Kaki terbalut stiletto itu terayun melewati Brennus begitu saja.
Ketenangan Dakota terusik. Mau bekerja juga tak bisa jika ada lebah disekitarnya. Konsentrasi jadi buyar semua hanya karena satu pria yang terus berkeliaran di sekitarnya.
Kini ia berdecak, suara langkah kaki terdengar mengejarnya. Padahal Dakota sudah berusaha menunjukkan biasa saja di depan Brennus. Tidak terkesan mengungkit masalah malam itu. Dia sudah sengaja memperlihatkan bahwa baik-baik saja dan tidak masalah atas tragedi yang terjadi akibat ulahnya sendiri. Supaya tidak berurusan dengan keluarga Dominique, apa lagi harus menjalin hubungan dengan salah satunya.

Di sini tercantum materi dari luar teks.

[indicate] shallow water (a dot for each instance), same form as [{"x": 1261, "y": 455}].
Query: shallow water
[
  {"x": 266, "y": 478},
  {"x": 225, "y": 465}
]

“Kenapa kau meninggalkan aku?” Brennus berhasil menyusul dan kini ada di sebelah Dakota. “Jangan sendirian lagi, kalau kau mau makan, ku temani.”
“Oh, tidak perlu, Tuan. Aku terbiasa mandiri, sendiri juga berani,” tolak Dakota. Menekan tombol lift dan tatapan tertuju ke depan saja.
Mengabaikan Brennus, siapa tahu lelah sendiri dan pergi.
“Ini, tadi sebelum pulang, aku mampir ke store Louis Vuitton. Ingat dirimu, dan akhirnya beli ini. Semoga kau suka.” Dia mengulurkan papperbag yang sejak tadi dibawa. Tepat saat pintu lift terbuka.
“Aku tidak terima gratifikasi,” tolak Dakota. Masuk ke dalam lift dan masa bodoh pria itu mau tetap di sana atau ikut ke dalam. Berharapnya yang pertama, tapi tidak mungkin karena saat ini mereka sudah berdiri bersebelahan.
“Ini bukan hadiah dari hasil korupsi. Tapi, uang kerja kerasku selama ini.” Brennus masih menyodorkan dan belum diterima juga oleh Dakota.
“Wah ... terima kasih atas kebaikan hatimu. Tapi, maaf, aku alergi barang-barang mahal.” Asal saja mulut Dakota memberikan alasan penolakan. Untung saja ia sedang tak menyemprotkan parfum dari Brennus. Bisa-bisa langsung diskakmat oleh pria itu jika ketahuan menerima dan memakai luxury brand.